Self-medication of anxiety symptoms with alcohol, other drugs, or both has been a plausible mechanism for the co-occurrence of anxiety disorders and substance use disorders. However, owing to the cross-sectional nature of previous studies, it has remained unknown whether self-medication of anxiety symptoms is a risk factor for the development of incident substance use disorder or is a correlate of substance use.


To examine whether self-medication confers risk of comorbidity.

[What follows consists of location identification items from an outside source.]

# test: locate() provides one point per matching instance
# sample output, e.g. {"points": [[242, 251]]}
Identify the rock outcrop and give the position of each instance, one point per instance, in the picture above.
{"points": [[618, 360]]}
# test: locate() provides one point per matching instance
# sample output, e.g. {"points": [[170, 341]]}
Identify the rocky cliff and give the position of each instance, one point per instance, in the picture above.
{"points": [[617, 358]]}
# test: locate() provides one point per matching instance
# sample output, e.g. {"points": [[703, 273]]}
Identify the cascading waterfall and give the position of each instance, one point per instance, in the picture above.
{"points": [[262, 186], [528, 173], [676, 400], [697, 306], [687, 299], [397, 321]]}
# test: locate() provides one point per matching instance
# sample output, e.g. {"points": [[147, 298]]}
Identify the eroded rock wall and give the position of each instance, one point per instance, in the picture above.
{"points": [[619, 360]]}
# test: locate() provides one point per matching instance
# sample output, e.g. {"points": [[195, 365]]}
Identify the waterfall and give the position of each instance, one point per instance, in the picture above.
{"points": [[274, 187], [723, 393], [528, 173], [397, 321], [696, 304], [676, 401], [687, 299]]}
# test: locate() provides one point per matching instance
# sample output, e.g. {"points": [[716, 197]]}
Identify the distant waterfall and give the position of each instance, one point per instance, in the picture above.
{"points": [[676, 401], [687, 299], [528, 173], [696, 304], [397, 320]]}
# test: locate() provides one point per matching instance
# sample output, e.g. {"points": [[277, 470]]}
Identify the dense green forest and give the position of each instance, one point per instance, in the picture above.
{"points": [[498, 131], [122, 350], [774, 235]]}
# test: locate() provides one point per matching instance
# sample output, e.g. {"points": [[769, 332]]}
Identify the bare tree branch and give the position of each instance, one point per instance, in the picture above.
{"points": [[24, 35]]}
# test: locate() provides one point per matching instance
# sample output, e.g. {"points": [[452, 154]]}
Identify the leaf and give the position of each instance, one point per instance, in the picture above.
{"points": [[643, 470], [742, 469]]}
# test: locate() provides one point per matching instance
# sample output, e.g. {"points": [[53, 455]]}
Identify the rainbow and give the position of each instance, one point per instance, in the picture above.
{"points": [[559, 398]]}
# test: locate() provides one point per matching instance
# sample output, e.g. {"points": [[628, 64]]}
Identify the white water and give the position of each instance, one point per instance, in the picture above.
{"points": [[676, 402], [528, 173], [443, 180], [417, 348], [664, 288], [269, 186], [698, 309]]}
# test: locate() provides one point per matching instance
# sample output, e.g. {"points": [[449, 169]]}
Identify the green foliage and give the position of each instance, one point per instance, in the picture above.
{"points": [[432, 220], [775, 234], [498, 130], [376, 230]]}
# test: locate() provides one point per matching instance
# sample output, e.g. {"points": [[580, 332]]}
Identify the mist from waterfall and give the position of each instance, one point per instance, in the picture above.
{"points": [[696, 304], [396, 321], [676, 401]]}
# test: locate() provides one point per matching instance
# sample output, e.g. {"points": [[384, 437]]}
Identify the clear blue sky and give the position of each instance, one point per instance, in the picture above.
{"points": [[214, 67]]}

A longitudinal, nationally representative survey was conducted by the National Institute on Alcohol Abuse and Alcoholism. The National Epidemiologic Survey on Alcohol and Related Conditions assessed DSM-IV psychiatric disorders, self-medication, and sociodemographic variables at 2 time points.


The United States.


A total of 34 653 US adults completed both waves of the survey. Wave 1 was conducted in 2001-2002, and wave 2 interviews occurred 3 years later (2004-2005).


Incident substance use disorders in participants with baseline anxiety disorders and incident anxiety disorders in those with baseline substance use disorders.


Logistic regression analyses revealed that self-medication conferred a heightened risk of new-onset substance use disorders in those with baseline anxiety disorders (adjusted odds ratios [AORs], 2.50-4.99 [P < .01]). Self-medication was associated with an increased risk of social phobia (AOR in baseline alcohol use disorders, 2.13 [P = .004]; AOR in baseline drug use disorders, 3.17 [P = .001]).


Self-medication in anxiety disorders confers substantial risk of incident substance use disorders. Conversely, self-medication in substance use disorders is associated with incident social phobia. These results not only clarify several pathways that may lead to the development of comorbidity but also indicate at-risk populations and suggest potential points of intervention in the treatment of comorbidity.